The latest release from pianist Bill O’Connell is generic in name only. In many ways, it’s a distinctly personal statement, inspired by the recent passing of flutist Dave Valentin and drummer Kim Plainfield, the legacy of significant influences (Monk and Jobim, as well as O’Connell’s mother), and the opportunity to cast a seasoned trio, featuring electric bassist Lincoln Goines and drummer Robby Ameen, in a series of shifting lights. Enter trumpeter Randy Brecker, trombonist Conrad Herwig, tenor saxophonist Craig Handy, flutist Andrea Brachfeld, and guitarist Dan Carillo. O’Connell’s Fender Rhodes also contributes colors and contrasts, adding soulfully evocative touches to the self-penned, Brazilian-flavored “It’s OK” and the lighthearted Monk salute “Tip Toes.”

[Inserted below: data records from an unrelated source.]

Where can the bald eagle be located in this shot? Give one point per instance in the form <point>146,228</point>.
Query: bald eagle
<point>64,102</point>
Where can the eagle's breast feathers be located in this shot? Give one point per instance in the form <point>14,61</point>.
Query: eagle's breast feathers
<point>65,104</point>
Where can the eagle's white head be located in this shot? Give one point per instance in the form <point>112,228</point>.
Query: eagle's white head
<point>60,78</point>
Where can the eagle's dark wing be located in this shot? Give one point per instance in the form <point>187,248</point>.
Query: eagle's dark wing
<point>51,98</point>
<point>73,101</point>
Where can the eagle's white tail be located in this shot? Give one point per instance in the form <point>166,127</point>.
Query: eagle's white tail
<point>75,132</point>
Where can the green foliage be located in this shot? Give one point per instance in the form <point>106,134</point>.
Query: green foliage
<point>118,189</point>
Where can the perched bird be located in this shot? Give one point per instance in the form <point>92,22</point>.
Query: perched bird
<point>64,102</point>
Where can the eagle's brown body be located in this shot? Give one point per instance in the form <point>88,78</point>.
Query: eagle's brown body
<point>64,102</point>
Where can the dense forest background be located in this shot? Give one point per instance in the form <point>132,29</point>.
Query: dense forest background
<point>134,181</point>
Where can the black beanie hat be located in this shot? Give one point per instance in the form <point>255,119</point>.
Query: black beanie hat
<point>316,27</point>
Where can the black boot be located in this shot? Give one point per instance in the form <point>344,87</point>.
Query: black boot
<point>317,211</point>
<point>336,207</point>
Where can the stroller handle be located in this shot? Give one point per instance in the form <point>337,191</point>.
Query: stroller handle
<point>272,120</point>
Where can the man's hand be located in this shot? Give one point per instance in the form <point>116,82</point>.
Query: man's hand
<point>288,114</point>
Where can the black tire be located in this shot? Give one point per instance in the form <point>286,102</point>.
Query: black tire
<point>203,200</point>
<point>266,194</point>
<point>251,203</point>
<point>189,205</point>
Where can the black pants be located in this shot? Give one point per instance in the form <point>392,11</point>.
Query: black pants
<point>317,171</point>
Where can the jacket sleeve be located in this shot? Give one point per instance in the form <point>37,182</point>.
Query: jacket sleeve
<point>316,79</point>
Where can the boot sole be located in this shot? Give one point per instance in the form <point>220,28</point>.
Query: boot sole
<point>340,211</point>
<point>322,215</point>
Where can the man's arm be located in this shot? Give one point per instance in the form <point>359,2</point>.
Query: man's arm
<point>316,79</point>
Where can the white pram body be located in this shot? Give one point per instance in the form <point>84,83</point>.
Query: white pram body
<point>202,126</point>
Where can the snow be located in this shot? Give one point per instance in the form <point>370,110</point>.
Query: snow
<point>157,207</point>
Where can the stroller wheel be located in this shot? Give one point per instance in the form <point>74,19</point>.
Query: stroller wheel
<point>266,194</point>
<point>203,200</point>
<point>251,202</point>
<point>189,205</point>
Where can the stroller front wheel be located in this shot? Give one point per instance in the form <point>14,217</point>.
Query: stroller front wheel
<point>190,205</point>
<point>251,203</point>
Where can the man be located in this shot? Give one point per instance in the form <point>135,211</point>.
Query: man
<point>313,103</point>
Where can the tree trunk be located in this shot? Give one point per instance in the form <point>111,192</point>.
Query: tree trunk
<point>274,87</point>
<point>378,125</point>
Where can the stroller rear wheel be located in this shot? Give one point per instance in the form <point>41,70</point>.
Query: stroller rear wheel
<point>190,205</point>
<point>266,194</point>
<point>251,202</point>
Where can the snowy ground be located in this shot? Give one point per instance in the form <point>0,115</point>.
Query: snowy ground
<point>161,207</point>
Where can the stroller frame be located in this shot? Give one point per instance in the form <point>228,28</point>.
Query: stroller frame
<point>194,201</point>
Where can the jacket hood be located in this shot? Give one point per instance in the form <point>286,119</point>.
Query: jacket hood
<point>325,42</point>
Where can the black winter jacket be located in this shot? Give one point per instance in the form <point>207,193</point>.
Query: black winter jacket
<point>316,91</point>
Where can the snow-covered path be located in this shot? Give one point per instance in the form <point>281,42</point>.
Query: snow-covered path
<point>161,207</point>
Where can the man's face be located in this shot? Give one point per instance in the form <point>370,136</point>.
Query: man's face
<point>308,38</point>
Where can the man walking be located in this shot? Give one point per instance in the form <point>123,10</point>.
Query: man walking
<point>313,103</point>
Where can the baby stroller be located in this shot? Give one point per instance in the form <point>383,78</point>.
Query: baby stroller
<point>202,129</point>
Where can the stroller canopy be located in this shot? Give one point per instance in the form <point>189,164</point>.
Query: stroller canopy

As the album’s name suggests, melodic and harmonic expression are favored over Latin percussion, but the core trio, sometimes aided by O’Connell’s resounding left-hand jabs and pedal tones, lacks neither muscle nor finesse as it navigates samba, salsa, and funk grooves. Jobim’s “Zingaro,” reconfigured as a waltz, offers a delightful twist, as does O’Connell’s buoyant Latin orchestra-like reprise of “Puttin’ on the Ritz.” Carillo appears on two cuts, including the Plainfield tribute “Goodbye My Friend.” He brightens the tune with sliding sixths and bluesy pentatonics, but not before Brecker, on flugelhorn, delivers a lovely, heartfelt performance. Likewise, the pieces that showcase Handy, Herwig, and Brachfeld sound as if they were designed to do just that. All the while, O’Connell shines, whether displaying a harmonically deft touch or throttling the trio’s exhilarating thrust.